Rocket Lab Aktie: 266-Millionen-Deal mit Air Force
Rocket Lab sichert sich 266-Millionen-Dollar-Auftrag der US Air Force und treibt Iridium-Übernahme voran. Die Aktie notiert technisch überverkauft.

- Großauftrag der US Air Force über 266 Millionen Dollar
- Iridium-Übernahme für acht Milliarden Dollar geplant
- Aktie mit 54 Prozent unter Jahreshoch
- Quartalszahlen am 10. August erwartet
Rocket Lab meldet für den 10. August die Quartalszahlen. Der Termin fällt in eine turbulente Phase für die Aktie. Einen Tag vor der Ankündigung sicherte sich das Unternehmen einen Großauftrag des US-Militärs – während der Kurs technisch als überverkauft gilt.
Großauftrag der Air Force validiert Hyperschall-Sparte
Am 21. Juli 2026 unterschrieb Rocket Lab einen Fixpreisvertrag mit der US Air Force über 266 Millionen Dollar. Die Vereinbarung deckt zwölf suborbitale Starts mit dem HASTE-Vehikel ab, einer Spezialvariante der Electron-Rakete für Hyperschall-Tests. Optional kann der Auftrag um sechs weitere Starts wachsen.

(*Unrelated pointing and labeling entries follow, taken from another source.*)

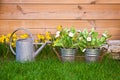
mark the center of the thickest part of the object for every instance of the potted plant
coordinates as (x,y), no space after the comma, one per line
(67,40)
(90,43)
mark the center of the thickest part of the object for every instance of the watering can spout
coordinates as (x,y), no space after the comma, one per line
(40,49)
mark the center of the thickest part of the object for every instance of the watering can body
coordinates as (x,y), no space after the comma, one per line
(25,47)
(24,50)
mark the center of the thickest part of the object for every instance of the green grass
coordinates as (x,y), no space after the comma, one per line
(48,67)
(53,69)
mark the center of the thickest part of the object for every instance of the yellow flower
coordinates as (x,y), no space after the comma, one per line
(39,36)
(42,37)
(13,44)
(36,41)
(14,35)
(8,35)
(7,40)
(23,36)
(48,36)
(14,39)
(59,28)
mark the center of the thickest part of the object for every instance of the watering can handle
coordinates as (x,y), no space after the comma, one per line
(28,32)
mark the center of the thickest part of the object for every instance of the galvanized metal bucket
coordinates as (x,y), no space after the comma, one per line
(92,55)
(25,47)
(68,54)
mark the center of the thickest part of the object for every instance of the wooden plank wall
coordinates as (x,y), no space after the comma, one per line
(40,16)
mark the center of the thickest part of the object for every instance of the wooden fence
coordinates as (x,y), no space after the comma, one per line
(40,16)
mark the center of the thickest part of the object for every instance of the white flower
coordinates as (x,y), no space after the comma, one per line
(71,34)
(89,39)
(105,35)
(83,50)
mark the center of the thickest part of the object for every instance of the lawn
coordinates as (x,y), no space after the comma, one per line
(52,69)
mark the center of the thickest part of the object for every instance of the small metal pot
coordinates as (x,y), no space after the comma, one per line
(92,55)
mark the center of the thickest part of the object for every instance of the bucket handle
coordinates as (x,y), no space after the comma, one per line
(28,32)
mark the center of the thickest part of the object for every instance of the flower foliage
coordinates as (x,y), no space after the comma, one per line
(66,38)
(92,39)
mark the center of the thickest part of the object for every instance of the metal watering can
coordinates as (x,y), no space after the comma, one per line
(25,47)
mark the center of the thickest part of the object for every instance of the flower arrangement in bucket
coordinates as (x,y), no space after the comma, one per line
(90,43)
(67,40)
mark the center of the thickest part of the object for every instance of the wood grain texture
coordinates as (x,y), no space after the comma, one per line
(30,11)
(42,26)
(63,1)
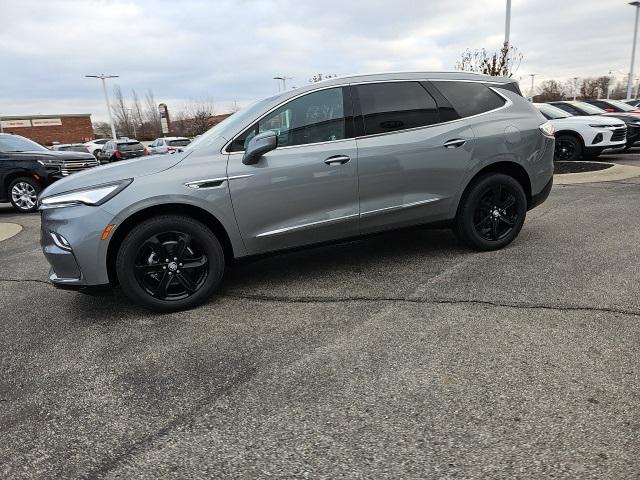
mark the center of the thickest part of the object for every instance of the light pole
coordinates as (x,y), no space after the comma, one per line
(532,75)
(633,50)
(282,79)
(102,77)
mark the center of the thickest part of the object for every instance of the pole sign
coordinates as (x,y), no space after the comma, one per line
(164,118)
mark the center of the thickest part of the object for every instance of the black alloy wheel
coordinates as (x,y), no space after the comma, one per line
(169,263)
(568,148)
(496,213)
(171,266)
(491,212)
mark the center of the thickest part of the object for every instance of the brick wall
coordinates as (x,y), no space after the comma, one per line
(73,130)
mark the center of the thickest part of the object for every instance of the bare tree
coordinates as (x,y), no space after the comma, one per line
(121,113)
(549,91)
(152,115)
(502,63)
(102,129)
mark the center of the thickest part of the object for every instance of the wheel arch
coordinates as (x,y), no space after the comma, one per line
(512,169)
(571,133)
(198,213)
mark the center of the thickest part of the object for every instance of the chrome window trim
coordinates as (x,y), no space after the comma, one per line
(507,104)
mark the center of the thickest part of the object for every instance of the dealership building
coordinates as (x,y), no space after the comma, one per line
(47,129)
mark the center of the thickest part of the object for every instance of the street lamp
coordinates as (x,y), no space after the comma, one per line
(102,77)
(532,75)
(282,79)
(633,50)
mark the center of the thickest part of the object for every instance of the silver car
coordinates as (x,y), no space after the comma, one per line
(341,158)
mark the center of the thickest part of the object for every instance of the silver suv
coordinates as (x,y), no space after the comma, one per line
(340,158)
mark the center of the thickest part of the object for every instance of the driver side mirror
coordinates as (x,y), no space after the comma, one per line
(259,145)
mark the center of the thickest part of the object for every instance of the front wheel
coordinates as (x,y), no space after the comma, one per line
(491,212)
(23,193)
(568,149)
(170,263)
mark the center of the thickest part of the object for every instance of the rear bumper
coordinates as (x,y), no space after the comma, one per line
(541,196)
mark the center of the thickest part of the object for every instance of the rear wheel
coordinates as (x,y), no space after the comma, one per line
(170,263)
(23,193)
(568,148)
(491,212)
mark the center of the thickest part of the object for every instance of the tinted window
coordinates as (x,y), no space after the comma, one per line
(316,117)
(470,98)
(14,143)
(178,143)
(391,106)
(130,146)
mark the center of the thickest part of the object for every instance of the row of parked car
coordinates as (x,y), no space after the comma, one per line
(26,167)
(584,129)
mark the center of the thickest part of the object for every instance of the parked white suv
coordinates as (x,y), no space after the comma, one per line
(168,145)
(583,137)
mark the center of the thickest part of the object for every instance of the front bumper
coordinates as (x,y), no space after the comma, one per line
(83,262)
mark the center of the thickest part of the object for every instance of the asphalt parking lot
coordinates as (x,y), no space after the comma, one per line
(398,356)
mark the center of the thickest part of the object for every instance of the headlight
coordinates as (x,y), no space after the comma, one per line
(547,129)
(95,195)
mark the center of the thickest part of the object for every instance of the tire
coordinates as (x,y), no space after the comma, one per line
(491,212)
(568,149)
(139,263)
(590,153)
(23,194)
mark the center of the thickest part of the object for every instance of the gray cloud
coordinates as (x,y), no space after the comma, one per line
(229,50)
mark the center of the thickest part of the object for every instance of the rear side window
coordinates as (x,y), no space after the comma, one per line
(391,106)
(470,98)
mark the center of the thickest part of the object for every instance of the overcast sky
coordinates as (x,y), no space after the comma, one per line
(227,50)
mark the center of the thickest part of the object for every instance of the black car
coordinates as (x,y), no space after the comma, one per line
(26,167)
(585,109)
(122,149)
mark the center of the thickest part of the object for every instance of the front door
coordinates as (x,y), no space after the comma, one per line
(306,190)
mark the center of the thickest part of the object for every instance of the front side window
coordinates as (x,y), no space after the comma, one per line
(392,106)
(470,98)
(313,118)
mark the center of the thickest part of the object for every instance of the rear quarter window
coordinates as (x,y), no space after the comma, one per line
(470,98)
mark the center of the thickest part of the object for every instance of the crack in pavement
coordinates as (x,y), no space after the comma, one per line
(432,300)
(399,299)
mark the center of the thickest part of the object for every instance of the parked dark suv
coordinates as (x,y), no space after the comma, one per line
(122,149)
(26,167)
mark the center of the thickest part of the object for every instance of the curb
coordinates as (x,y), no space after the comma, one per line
(617,172)
(8,230)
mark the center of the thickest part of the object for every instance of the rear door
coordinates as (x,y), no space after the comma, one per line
(411,154)
(306,190)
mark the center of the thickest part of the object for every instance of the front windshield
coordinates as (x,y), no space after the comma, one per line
(232,123)
(16,143)
(588,108)
(621,105)
(551,112)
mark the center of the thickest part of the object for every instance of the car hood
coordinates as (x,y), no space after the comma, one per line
(58,155)
(112,172)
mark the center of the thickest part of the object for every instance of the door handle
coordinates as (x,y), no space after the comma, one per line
(455,143)
(337,160)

Die Missionen laufen am Pacific Spaceport Complex in Alaska, Deadline ist Ende 2028. Analysten von Stifel werten den Auftrag als wichtige Bestätigung für HASTE im wachsenden Markt der Hyperschall-Verteidigung. Für Rocket Lab ist das mehr als ein einzelner Vertrag – es zeigt, dass die Militärsparte neben dem Weltraumgeschäft eigenständig Fahrt aufnimmt.
Iridium-Übernahme nimmt Formen an
Parallel verfolgen Investoren die geplante Übernahme von Iridium Communications für 8 Milliarden Dollar, angekündigt am 29. Juni 2026. Der Deal soll erst Mitte 2027 abgeschlossen werden. Iridium-Aktionäre müssen noch zustimmen, zudem stehen regulatorische Prüfungen aus.
Frische Zahlen von Iridium selbst, veröffentlicht ebenfalls am 22. Juli, geben einen Ausblick auf das Zielobjekt. Die Zahl der zahlenden Abonnenten stieg um 6 Prozent auf 2.627.000. Der Nettogewinn sank zwar auf 9,7 Millionen Dollar wegen transaktionsbedingter Kosten, doch das wiederkehrende Servicegeschäft wuchs um 4 Prozent. Genau dieser stabile Cashflow ist es, den Rocket Lab in sein vertikal ausgerichtetes Geschäftsmodell integrieren will.
Für die Finanzierung hat sich Rocket Lab bereits eine Brückenfinanzierung über 3,6 Milliarden Dollar gesichert. Der Quartalsbericht am 10. August dürfte weitere Details zur Kapitalstruktur und den Finanzierungsplänen liefern.
Kurs unter Druck, Chartbild angespannt
Die Rocket-Lab-Aktie schloss am Mittwoch bei 61,30 Euro, ein Tagesplus von 0,99 Prozent. Trotz dieser leichten Erholung liegt der Kurs 54,19 Prozent unter dem Jahreshoch von 133,80 Euro, das die Aktie am 27. Mai markierte.
Der RSI von 34,4 signalisiert einen Bereich nahe der technischen Überverkauftheit. Marktbeobachter führen den Kursrückgang der vergangenen Wochen eher auf eine breitere Rotation im Raumfahrt- und Verteidigungssektor zurück als auf operative Probleme bei Rocket Lab selbst.
Startprogramm läuft weiter
Operativ bleibt das Unternehmen aktiv. Die zuvor verschobene Mission „The Grain Goddess Provides“ für den Kunden iQPS ist nun für Ende Juli angesetzt. Zusätzlich steht der elfte StriX-Start für Synspective noch in diesem Monat auf dem Plan.
Der Bericht am 10. August wird zeigen, wie sich der Militärauftrag und die laufenden Starts in den Zahlen niederschlagen. Vor allem aber dürfte er erste konkrete Antworten liefern, wie Rocket Lab die Iridium-Übernahme neben dem operativen Tagesgeschäft stemmen will.